Your married girlfriend whose husband beats her is not a good source of advice (remember: people who are where you want to be). Focus on the friends who found good men and are in happy relationships. Of your happily married friends, you’ve probably figured out who still knows what’s up and who doesn’t. Your young, married friends who enjoy kickin’ it with their single peeps are your most obvious source of counsel. But don’t disregard everything your been-married-fifteen-years-and only-hangs-out-with-other-married-people aunt has to say. Modern, marriage-minded men have a lot more in common with their age-old counterparts than you may know. Some of your out-of-the-loop married family or friends still have a thing or two they could teach you.

Truthfully, some of the best advice a commitment-minded woman can get will come from her commitment-minded guy friends (i.e. those who are married, in committed relationships, or want to be). They can tell you firsthand what this caliber of men is thinking.
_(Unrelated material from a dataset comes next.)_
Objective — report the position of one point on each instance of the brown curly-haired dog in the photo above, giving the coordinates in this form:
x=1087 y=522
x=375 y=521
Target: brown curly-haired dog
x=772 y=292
It’s true that every relationship is as different as the people in them. The process of finding a good man and cultivating a happy, long-lasting relationship is far too complex for any offering of advice to address completely. With every bit of guidance you get, you must infuse your knowledge of the nuances that make you, your guy, and your relationship unique. And with all of this in mind, you should also understand that there are some things most men simply have in common—and this list of things becomes even more specific among men who are inclined to settling down. If you’re ready to get out of the game, having knowledge of these things and a plan for how to maneuver them can’t hurt. And, of course, if you need advice along the way, who can offer better advice than someone who is where you want to be?

With Love,

Hitched Chick

Last 5 posts by Hitched Chick

  • Dom

    I am guessing this is your rebuttal to “…Says the Single Girl: Married People Shouldnt give dating advice.” Glad to see you two duking it out in literary form! LOL

    The flaw in this argument is that just because a person is currently single doesnt mean they havent been through your exact situation before, or been married in the past. They could be single due to factors beyond their own control, like the death of a spouse. Or they could be married and not have your best interest at heart and give you bad advice on purpose.

    I really dont believe that a wedding ring makes a woman any morre qualified to comment on my dating situation than the next single chick would be. Just cuz XYZ worked for you and your boo dont mean its guranteed for me and mine.

  • MsProducer

    Hitched Chick,

    I agree with your advice in regards to talking to married women for advice. It makes since especially if you are single and would like to get married. As a young widow, I appreciate advice from married women because I was married right after high school and dating seems much more complicated now after being single for 8 years.